Agent platform compliance frameworks are closed; platforms do not interoperate. Each Agent platform builds its own compliance framework — terms of use, content moderation, abuse detection, statements of responsibility. These frameworks are relatively self-consistent within the platform, but they have two fundamental limits: platforms do not interoperate; and granularity stops at the account or application level, never reaching the specific act. A compliance framework can ban an abusive account, but it cannot make a real-time judgment at the level of "should this act happen."

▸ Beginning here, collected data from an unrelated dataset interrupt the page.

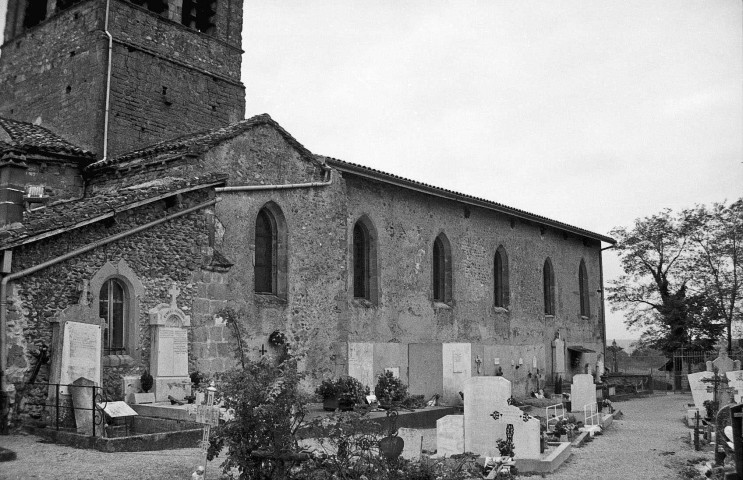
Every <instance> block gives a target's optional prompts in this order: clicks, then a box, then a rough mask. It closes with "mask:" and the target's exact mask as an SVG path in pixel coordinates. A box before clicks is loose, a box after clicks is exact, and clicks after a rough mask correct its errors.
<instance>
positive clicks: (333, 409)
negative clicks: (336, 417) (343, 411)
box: [322, 397, 339, 412]
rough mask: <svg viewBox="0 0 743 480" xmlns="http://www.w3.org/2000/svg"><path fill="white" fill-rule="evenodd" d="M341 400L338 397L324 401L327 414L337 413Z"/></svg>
mask: <svg viewBox="0 0 743 480" xmlns="http://www.w3.org/2000/svg"><path fill="white" fill-rule="evenodd" d="M338 403H339V400H338V398H337V397H332V398H326V399H324V400H323V401H322V408H323V410H325V411H326V412H335V411H336V409H337V408H338V406H339V405H338Z"/></svg>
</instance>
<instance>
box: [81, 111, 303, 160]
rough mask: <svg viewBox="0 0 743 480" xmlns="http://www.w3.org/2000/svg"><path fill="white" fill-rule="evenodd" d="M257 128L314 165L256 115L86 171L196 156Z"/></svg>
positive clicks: (146, 148) (301, 148)
mask: <svg viewBox="0 0 743 480" xmlns="http://www.w3.org/2000/svg"><path fill="white" fill-rule="evenodd" d="M260 125H270V126H272V127H273V128H275V129H276V130H277V131H278V132H279V133H280V134H281V135H282V136H283V137H284V138H285V139H286V140H287V142H289V143H290V144H291V145H292V146H293V147H294V148H296V149H297V150H298V151H299V152H300V153H301V154H302V155H303V156H304V157H305V158H306V159H307V160H310V161H312V162H315V161H317V159H316V158H315V156H314V155H313V154H312V153H311V152H310V151H309V150H307V149H306V148H305V147H304V146H303V145H302V144H301V143H299V142H298V141H297V140H296V139H295V138H294V137H292V136H291V134H290V133H289V132H287V131H286V130H284V129H283V128H282V127H281V125H279V124H278V123H276V122H275V121H274V120H273V119H272V118H271V117H270V116H269V115H268V114H265V113H264V114H262V115H256V116H255V117H251V118H249V119H247V120H242V121H240V122H237V123H233V124H231V125H227V126H226V127H221V128H214V129H211V130H205V131H202V132H197V133H191V134H188V135H184V136H182V137H178V138H175V139H173V140H166V141H163V142H160V143H156V144H154V145H150V146H149V147H145V148H141V149H139V150H134V151H133V152H129V153H126V154H124V155H121V156H119V157H116V158H110V159H106V160H99V161H97V162H95V163H93V164H91V165H89V166H88V167H87V169H88V170H89V171H93V170H100V169H102V168H105V167H109V166H116V165H123V164H126V163H129V162H131V161H142V160H144V161H145V162H146V161H147V160H153V161H157V159H158V158H159V157H162V156H164V155H167V156H168V157H172V156H173V155H186V154H191V155H199V154H201V153H203V152H205V151H207V150H209V149H210V148H212V147H214V146H215V145H217V144H219V143H220V142H223V141H225V140H229V139H231V138H234V137H236V136H238V135H240V134H241V133H243V132H245V131H247V130H250V129H251V128H255V127H257V126H260Z"/></svg>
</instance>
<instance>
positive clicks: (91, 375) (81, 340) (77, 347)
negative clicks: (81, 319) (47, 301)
mask: <svg viewBox="0 0 743 480" xmlns="http://www.w3.org/2000/svg"><path fill="white" fill-rule="evenodd" d="M63 329H64V331H63V333H62V358H61V369H60V376H59V383H61V384H62V385H67V384H71V383H72V382H74V381H75V380H77V379H78V378H80V377H83V378H87V379H88V380H90V381H92V382H94V383H95V385H97V386H100V385H101V326H100V325H95V324H90V323H78V322H65V323H64V326H63ZM61 391H62V393H67V387H62V389H61Z"/></svg>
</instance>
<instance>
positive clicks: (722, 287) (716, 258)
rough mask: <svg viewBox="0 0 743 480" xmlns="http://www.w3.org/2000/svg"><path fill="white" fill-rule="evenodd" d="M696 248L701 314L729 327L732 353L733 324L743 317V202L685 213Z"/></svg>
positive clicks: (694, 243) (696, 277) (696, 286)
mask: <svg viewBox="0 0 743 480" xmlns="http://www.w3.org/2000/svg"><path fill="white" fill-rule="evenodd" d="M685 215H686V217H687V221H688V223H689V225H690V230H691V234H690V237H689V238H690V239H691V241H692V244H693V245H694V247H695V248H694V253H695V255H694V258H693V259H692V265H693V271H694V280H695V281H694V285H695V287H696V289H697V291H698V296H699V297H702V298H704V305H703V306H702V310H701V311H700V312H699V313H700V314H701V315H703V316H704V317H705V318H706V321H708V322H721V323H723V324H724V326H725V330H726V334H727V340H728V352H730V351H731V350H732V346H733V344H732V341H733V332H732V327H733V322H734V321H736V320H740V319H741V317H743V309H742V308H741V305H742V304H743V198H742V199H739V200H738V201H736V202H734V203H732V204H730V205H726V204H725V203H724V202H723V203H715V204H713V205H712V206H710V207H707V206H704V205H701V206H699V205H698V206H697V207H695V208H694V209H692V210H688V211H687V212H685Z"/></svg>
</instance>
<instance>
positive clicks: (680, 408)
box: [547, 395, 712, 480]
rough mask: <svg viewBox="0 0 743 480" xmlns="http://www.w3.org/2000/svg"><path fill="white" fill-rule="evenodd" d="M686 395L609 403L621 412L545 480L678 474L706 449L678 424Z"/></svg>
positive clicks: (690, 402)
mask: <svg viewBox="0 0 743 480" xmlns="http://www.w3.org/2000/svg"><path fill="white" fill-rule="evenodd" d="M691 402H692V399H691V395H668V396H666V395H658V396H652V397H648V398H641V399H633V400H630V401H626V402H618V403H615V404H614V406H615V408H617V409H618V410H621V411H622V413H623V414H624V416H623V417H622V419H621V420H615V421H614V423H613V424H612V425H611V426H609V428H607V430H606V431H605V432H604V434H603V435H601V436H599V437H597V438H596V439H595V440H594V441H592V442H590V443H588V444H586V445H585V446H583V447H581V448H574V449H573V454H572V455H571V457H570V459H568V461H567V462H566V463H564V464H563V465H562V466H561V467H560V468H559V469H558V470H557V472H555V473H553V474H551V475H549V476H548V477H547V478H549V479H550V480H568V479H570V480H575V479H599V478H600V479H603V480H613V479H617V480H620V479H621V480H627V479H645V478H652V479H654V480H661V479H678V478H682V477H680V476H679V472H680V470H681V468H682V467H683V466H685V465H687V461H688V460H691V459H699V458H702V457H704V458H707V459H710V458H711V457H712V455H711V454H710V453H706V454H705V453H704V452H695V451H694V449H693V448H692V447H691V446H690V445H689V441H688V438H689V433H688V432H689V429H688V428H687V427H686V426H685V425H684V423H683V415H684V412H685V411H686V404H687V403H691Z"/></svg>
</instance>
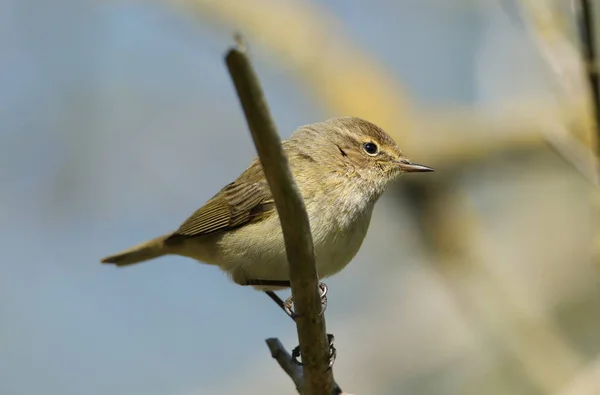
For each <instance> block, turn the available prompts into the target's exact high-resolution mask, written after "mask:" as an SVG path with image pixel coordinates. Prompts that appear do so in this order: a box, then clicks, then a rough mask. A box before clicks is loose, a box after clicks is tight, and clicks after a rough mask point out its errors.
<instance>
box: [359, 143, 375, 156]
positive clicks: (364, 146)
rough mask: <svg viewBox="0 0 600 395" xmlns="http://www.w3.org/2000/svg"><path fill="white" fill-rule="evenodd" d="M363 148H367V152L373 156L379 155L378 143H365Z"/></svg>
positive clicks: (365, 150)
mask: <svg viewBox="0 0 600 395" xmlns="http://www.w3.org/2000/svg"><path fill="white" fill-rule="evenodd" d="M363 149H364V150H365V152H366V153H367V154H369V155H371V156H374V155H377V153H378V152H379V148H378V147H377V144H375V143H365V144H364V145H363Z"/></svg>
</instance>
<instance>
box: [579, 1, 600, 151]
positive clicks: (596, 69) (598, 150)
mask: <svg viewBox="0 0 600 395" xmlns="http://www.w3.org/2000/svg"><path fill="white" fill-rule="evenodd" d="M577 19H578V24H579V30H580V32H581V33H580V34H581V46H582V47H583V48H582V50H583V56H584V62H585V66H586V67H585V70H586V72H587V77H588V84H589V87H590V96H591V103H592V112H593V114H594V126H595V128H596V152H597V153H600V80H599V79H598V60H597V59H596V42H595V41H596V40H595V37H594V36H595V34H596V31H595V29H594V19H593V11H592V3H591V2H590V1H589V0H579V7H578V18H577Z"/></svg>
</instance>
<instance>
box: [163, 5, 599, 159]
mask: <svg viewBox="0 0 600 395" xmlns="http://www.w3.org/2000/svg"><path fill="white" fill-rule="evenodd" d="M165 1H168V2H169V3H171V4H175V5H178V6H181V7H183V9H184V10H185V11H190V10H191V11H193V12H194V13H195V14H196V15H197V16H198V17H199V18H202V20H203V21H204V22H206V23H218V24H221V25H224V26H225V27H226V28H227V29H228V30H231V29H235V30H241V31H243V32H244V33H246V34H248V35H249V36H251V37H252V40H253V42H256V43H258V44H259V45H261V46H263V47H265V48H267V49H268V50H269V53H271V54H272V56H273V58H274V59H275V60H276V61H277V62H279V63H280V64H281V65H283V66H284V67H287V68H288V69H289V70H290V71H291V72H293V73H295V74H297V75H298V77H299V78H300V79H301V81H302V85H303V86H304V87H307V88H308V89H310V92H311V93H312V94H313V97H314V99H315V100H318V101H320V102H321V104H322V105H323V106H324V107H325V108H327V109H328V110H329V111H330V112H332V113H334V114H335V115H355V116H361V117H363V118H366V119H369V120H372V121H373V122H376V123H377V124H378V125H381V126H382V127H383V128H385V129H386V130H387V131H389V133H390V134H392V135H393V136H394V138H395V139H396V140H398V141H402V146H403V148H404V149H405V150H406V152H410V154H411V156H413V157H419V158H421V160H423V161H425V160H427V163H430V164H431V165H433V166H436V165H438V166H439V165H441V164H442V163H443V164H447V163H453V164H461V163H465V162H470V161H472V160H479V159H483V158H486V157H487V156H488V155H490V154H492V153H494V152H501V151H506V150H511V149H517V150H519V149H539V148H543V147H545V145H546V144H545V142H544V138H543V135H542V131H543V130H544V128H545V127H546V126H547V125H548V122H547V120H548V118H552V119H554V118H556V119H557V120H558V121H560V122H564V123H567V124H570V125H571V127H570V128H569V130H572V131H575V132H577V131H579V130H583V129H584V128H581V127H579V123H580V122H581V121H582V118H581V108H582V107H581V101H580V102H571V101H568V102H560V103H557V102H556V100H548V101H545V102H544V101H542V102H540V101H538V100H536V101H527V102H520V103H517V104H518V105H514V106H509V107H505V108H503V109H500V110H499V111H497V112H495V113H493V114H485V115H484V114H483V113H482V109H480V108H463V109H460V108H451V109H444V110H439V109H435V108H418V107H415V106H414V105H413V103H412V100H411V98H410V97H409V96H408V95H407V94H406V93H405V91H404V89H403V87H402V85H401V84H399V83H398V82H397V80H396V77H395V76H394V75H393V74H392V73H391V71H389V70H387V69H386V68H385V67H384V66H383V65H382V64H380V63H379V62H377V61H376V60H375V59H374V57H373V56H372V55H371V54H369V53H368V52H366V51H364V50H362V49H361V48H359V47H358V46H357V45H356V44H354V43H353V42H352V40H351V38H350V37H348V35H347V34H346V32H345V31H344V30H343V28H342V26H341V24H340V23H339V21H338V20H337V19H336V18H335V17H334V16H333V15H331V14H330V13H329V12H328V10H327V9H326V8H325V7H322V6H319V5H318V4H315V3H311V2H281V1H277V0H254V1H252V2H240V1H237V0H220V1H218V2H216V1H210V0H165ZM281 32H285V34H281ZM324 54H326V55H325V56H324ZM406 56H411V55H410V54H409V53H407V54H406ZM575 67H577V65H575ZM413 131H414V133H412V132H413ZM588 143H589V141H588V140H586V139H584V144H585V145H588Z"/></svg>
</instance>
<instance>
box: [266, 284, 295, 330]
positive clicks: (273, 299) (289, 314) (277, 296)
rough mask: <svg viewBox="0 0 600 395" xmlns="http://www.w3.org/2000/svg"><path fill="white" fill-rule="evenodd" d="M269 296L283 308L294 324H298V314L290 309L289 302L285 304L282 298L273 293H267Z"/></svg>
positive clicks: (270, 291)
mask: <svg viewBox="0 0 600 395" xmlns="http://www.w3.org/2000/svg"><path fill="white" fill-rule="evenodd" d="M265 293H266V294H267V296H268V297H269V298H271V300H273V301H274V302H275V303H276V304H277V306H279V307H281V309H282V310H283V311H284V312H285V313H286V314H287V315H288V317H290V318H291V319H292V320H293V321H294V322H296V313H294V312H293V311H292V309H291V308H290V307H288V304H287V300H286V301H285V302H284V301H283V300H281V298H280V297H279V296H278V295H277V294H276V293H275V292H273V291H265Z"/></svg>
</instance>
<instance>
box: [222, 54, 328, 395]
mask: <svg viewBox="0 0 600 395" xmlns="http://www.w3.org/2000/svg"><path fill="white" fill-rule="evenodd" d="M225 61H226V63H227V67H228V69H229V73H230V74H231V78H232V79H233V83H234V85H235V88H236V90H237V94H238V96H239V99H240V102H241V104H242V107H243V109H244V114H245V116H246V121H247V123H248V126H249V128H250V132H251V133H252V138H253V140H254V144H255V146H256V150H257V151H258V155H259V157H260V161H261V164H262V167H263V171H264V173H265V177H266V179H267V181H268V183H269V188H270V189H271V192H272V194H273V198H274V200H275V206H276V207H277V212H278V214H279V219H280V221H281V227H282V230H283V236H284V239H285V248H286V252H287V258H288V263H289V270H290V282H291V287H292V296H293V298H294V307H295V312H296V314H298V317H297V319H296V325H297V331H298V340H299V343H300V351H301V354H302V362H303V376H304V380H305V388H304V390H305V394H307V395H308V394H310V395H317V394H320V395H322V394H332V393H335V392H337V391H334V382H333V374H332V371H331V369H330V368H329V365H328V363H329V362H328V361H329V347H328V342H327V335H326V332H325V318H324V316H323V314H321V297H320V293H319V290H318V276H317V268H316V264H315V256H314V251H313V242H312V237H311V232H310V227H309V222H308V215H307V213H306V208H305V205H304V201H303V200H302V196H301V195H300V192H299V190H298V187H297V186H296V182H295V180H294V178H293V176H292V173H291V171H290V168H289V166H288V160H287V157H286V155H285V153H284V152H283V148H282V145H281V140H280V138H279V135H278V134H277V130H276V127H275V124H274V122H273V120H272V118H271V115H270V113H269V109H268V106H267V102H266V99H265V97H264V94H263V92H262V89H261V86H260V83H259V81H258V78H257V76H256V73H255V72H254V69H253V67H252V65H251V63H250V60H249V59H248V57H247V56H246V54H245V53H244V52H243V50H240V49H237V48H232V49H230V50H229V52H228V53H227V55H226V57H225ZM303 395H304V394H303Z"/></svg>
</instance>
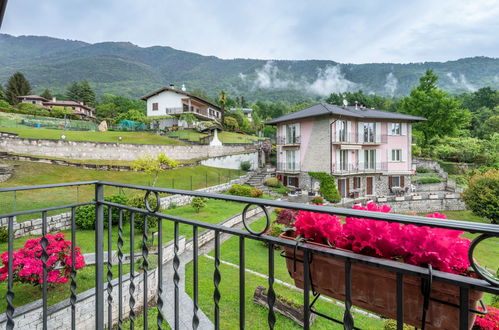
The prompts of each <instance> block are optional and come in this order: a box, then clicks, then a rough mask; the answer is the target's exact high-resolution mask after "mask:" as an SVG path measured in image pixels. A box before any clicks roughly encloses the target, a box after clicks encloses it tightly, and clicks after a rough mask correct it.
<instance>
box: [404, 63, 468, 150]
mask: <svg viewBox="0 0 499 330" xmlns="http://www.w3.org/2000/svg"><path fill="white" fill-rule="evenodd" d="M437 80H438V77H437V76H436V75H435V74H434V73H433V71H432V70H427V71H426V73H425V75H424V76H422V77H421V78H420V79H419V86H417V87H416V88H414V89H413V90H412V91H411V94H410V95H409V96H407V97H405V98H403V99H402V101H401V108H400V111H401V112H403V113H406V114H410V115H413V116H418V117H424V118H426V119H427V121H424V122H419V123H417V124H415V125H414V129H415V130H418V131H420V132H422V136H423V139H422V141H421V145H422V146H423V147H427V146H428V145H429V144H431V143H432V139H434V138H436V137H443V136H456V135H457V134H458V132H459V131H460V130H461V129H462V128H463V127H465V126H466V125H467V124H468V123H469V120H470V113H469V111H468V110H465V109H461V108H460V107H459V102H458V101H456V100H455V99H453V98H449V97H447V93H445V92H443V91H441V90H439V89H437V85H436V83H437Z"/></svg>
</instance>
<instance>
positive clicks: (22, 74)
mask: <svg viewBox="0 0 499 330" xmlns="http://www.w3.org/2000/svg"><path fill="white" fill-rule="evenodd" d="M30 93H31V85H30V83H29V81H28V79H26V77H24V75H23V74H22V73H21V72H16V73H14V74H13V75H12V76H10V78H9V80H8V81H7V86H6V88H5V98H6V100H7V101H8V102H9V103H10V104H12V105H15V104H18V103H19V100H18V98H17V97H18V96H21V95H29V94H30Z"/></svg>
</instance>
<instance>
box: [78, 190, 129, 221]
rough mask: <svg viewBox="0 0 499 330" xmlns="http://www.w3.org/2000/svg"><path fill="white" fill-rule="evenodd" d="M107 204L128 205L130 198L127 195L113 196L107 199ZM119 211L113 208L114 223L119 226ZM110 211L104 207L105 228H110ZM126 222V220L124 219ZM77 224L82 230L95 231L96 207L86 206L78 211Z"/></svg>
mask: <svg viewBox="0 0 499 330" xmlns="http://www.w3.org/2000/svg"><path fill="white" fill-rule="evenodd" d="M104 200H105V201H106V202H111V203H116V204H122V205H126V204H127V202H128V198H127V197H126V196H125V195H113V196H109V197H105V198H104ZM119 214H120V213H119V210H118V209H116V208H113V212H112V216H111V217H112V223H113V225H117V224H118V222H119V218H120V216H119ZM108 217H109V209H108V208H107V207H104V227H105V228H107V226H108V222H109V221H108V219H109V218H108ZM124 220H125V219H124ZM75 223H76V225H77V226H78V227H79V228H80V229H94V228H95V205H84V206H80V207H78V208H77V209H76V212H75Z"/></svg>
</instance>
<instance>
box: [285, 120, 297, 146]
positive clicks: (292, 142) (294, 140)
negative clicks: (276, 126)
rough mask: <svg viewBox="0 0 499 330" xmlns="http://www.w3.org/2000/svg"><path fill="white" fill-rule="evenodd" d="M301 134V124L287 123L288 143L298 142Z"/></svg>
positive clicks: (287, 141)
mask: <svg viewBox="0 0 499 330" xmlns="http://www.w3.org/2000/svg"><path fill="white" fill-rule="evenodd" d="M299 136H300V126H299V124H292V125H286V143H288V144H296V143H298V137H299Z"/></svg>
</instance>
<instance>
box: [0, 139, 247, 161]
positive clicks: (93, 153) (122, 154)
mask: <svg viewBox="0 0 499 330" xmlns="http://www.w3.org/2000/svg"><path fill="white" fill-rule="evenodd" d="M255 148H256V146H253V145H250V146H221V147H215V146H206V145H188V146H172V145H159V144H158V145H156V144H127V143H103V142H83V141H63V140H40V139H23V138H17V137H10V136H1V137H0V151H4V152H15V153H21V154H30V155H39V156H48V157H59V158H66V159H102V160H135V159H137V158H139V157H142V156H144V155H145V154H149V155H152V156H155V155H157V154H159V153H164V154H166V155H167V156H168V157H170V158H173V159H177V160H189V159H199V158H209V157H219V156H225V155H232V154H235V153H241V152H244V151H248V150H254V149H255Z"/></svg>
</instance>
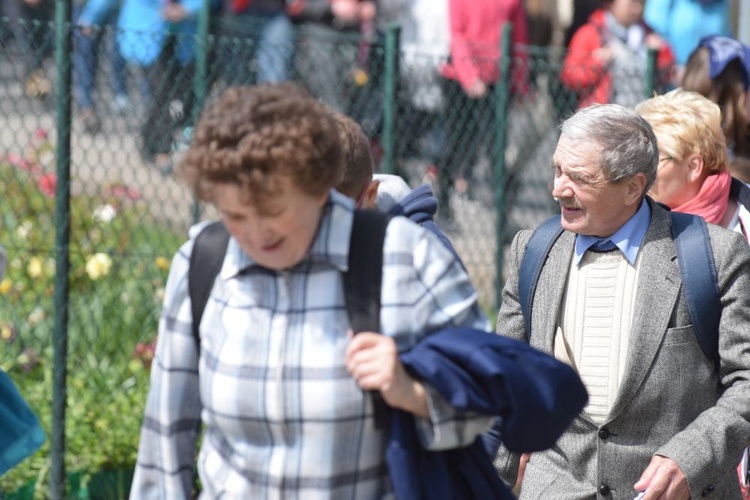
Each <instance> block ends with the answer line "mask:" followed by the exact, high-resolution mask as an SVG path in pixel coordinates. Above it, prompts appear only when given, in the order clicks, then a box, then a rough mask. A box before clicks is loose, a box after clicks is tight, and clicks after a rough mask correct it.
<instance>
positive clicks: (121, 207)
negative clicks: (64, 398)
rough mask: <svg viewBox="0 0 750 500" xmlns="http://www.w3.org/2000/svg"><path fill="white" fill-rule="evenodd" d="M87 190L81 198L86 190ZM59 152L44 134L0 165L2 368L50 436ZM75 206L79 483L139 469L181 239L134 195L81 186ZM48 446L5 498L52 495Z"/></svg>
mask: <svg viewBox="0 0 750 500" xmlns="http://www.w3.org/2000/svg"><path fill="white" fill-rule="evenodd" d="M84 188H85V189H84ZM56 189H57V179H56V177H55V172H54V148H53V146H52V144H51V142H50V139H49V137H48V135H47V133H46V132H44V131H38V132H37V133H35V134H34V136H33V138H32V139H31V140H30V146H29V148H27V150H26V151H25V152H24V153H23V154H6V155H5V156H4V157H2V158H0V193H3V196H2V197H0V227H2V232H0V238H2V241H1V243H2V244H3V246H4V247H5V248H6V250H7V253H8V269H7V270H6V274H5V278H4V279H2V281H0V368H2V369H3V370H5V371H6V372H8V373H9V374H10V376H11V377H12V378H13V380H14V381H15V383H16V384H17V385H18V387H19V389H20V390H21V392H22V394H23V395H24V397H25V398H26V399H27V400H28V401H29V403H30V404H31V406H32V408H34V410H35V411H36V413H37V414H38V415H39V417H40V420H41V422H42V425H43V427H44V428H45V430H46V431H47V433H48V435H49V434H50V433H51V428H52V416H51V411H52V410H51V400H52V374H53V344H52V332H53V328H54V320H55V314H54V308H53V306H54V291H55V288H54V287H55V282H54V279H55V273H56V272H57V268H56V262H55V257H56V255H55V251H54V249H55V244H56V243H55V231H56V228H55V196H56ZM72 192H73V194H72V196H71V203H70V213H71V217H70V248H69V256H70V267H69V293H68V297H69V299H68V301H69V302H68V317H69V321H68V322H69V325H68V346H69V347H68V379H67V392H68V407H67V420H66V451H65V457H66V470H68V471H70V472H80V473H82V474H83V475H82V476H81V477H82V479H81V481H83V482H84V483H85V481H86V480H87V478H88V477H90V476H91V475H92V474H93V473H95V472H97V471H101V470H107V469H120V468H132V466H133V465H134V463H135V455H136V450H137V444H138V435H139V428H140V423H141V418H142V414H143V406H144V403H145V397H146V392H147V390H148V377H149V371H150V366H151V361H152V359H153V354H154V347H155V335H156V331H157V323H158V318H159V313H160V308H161V302H162V298H163V287H164V283H165V281H166V277H167V272H168V269H169V265H170V258H171V256H172V255H173V254H174V252H175V251H176V250H177V248H178V247H179V244H180V243H181V242H182V240H183V239H184V234H185V233H184V231H172V230H170V229H169V228H168V227H165V225H164V224H161V223H159V222H157V221H149V220H148V219H147V218H146V217H145V216H144V214H146V213H147V212H148V206H147V201H146V200H145V199H144V198H143V196H142V195H141V193H140V191H139V190H138V189H136V188H135V187H134V186H130V185H128V184H126V183H124V182H119V181H117V182H109V183H107V184H103V185H99V186H95V187H94V188H92V187H91V186H83V187H82V186H80V185H79V186H76V183H75V182H74V183H73V188H72ZM49 467H50V454H49V444H45V445H44V447H43V448H42V450H41V451H40V452H38V453H37V454H35V455H34V456H33V457H31V458H30V459H27V460H26V461H24V462H23V463H22V464H21V465H20V466H18V467H16V468H15V469H14V470H12V471H10V472H9V473H7V474H5V475H4V476H3V477H2V478H0V497H2V496H3V495H2V493H3V492H5V493H6V494H11V495H9V497H10V498H12V493H13V492H15V491H17V490H18V489H19V488H21V487H23V486H25V485H28V484H29V483H30V482H35V483H36V485H37V488H36V490H35V493H34V495H35V496H36V497H41V498H43V497H44V494H46V493H47V492H48V491H49V488H48V480H49V477H48V476H49Z"/></svg>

AI Alignment cares about the inner values of the Fay; it does not solve the attribution of an external responsible party. Alignment solves "what the Fay wants to do"; the Faying Protocol solves "whether the Fay may act right now, and to whom the act belongs once it acts." A perfectly aligned Fay can still produce action without a Human Prime's custodianship, and that action has no one to receive responsibility. A completely unaligned Fay can still be locked in Rogue state and forced into inaction. Alignment is the inner ethics of a Fay; the Faying Protocol is the outer responsibility regime of a Fay. Both are indispensable; neither can replace the other.
Closing
The pain points in the seven dimensions span industry, law, and society, but they intersect at the same thing:
When a Fay acts, who is responsible for the act?
The Manual Operation Era had a plain answer that needed no protocol to express: the person whose hand operated. In the Fay era this answer no longer holds by default; it must be expressed clearly by an explicit, machine-readable protocol that can be jointly verified by different sovereigns and different vendors.
This is the entire reason the Faying Protocol exists.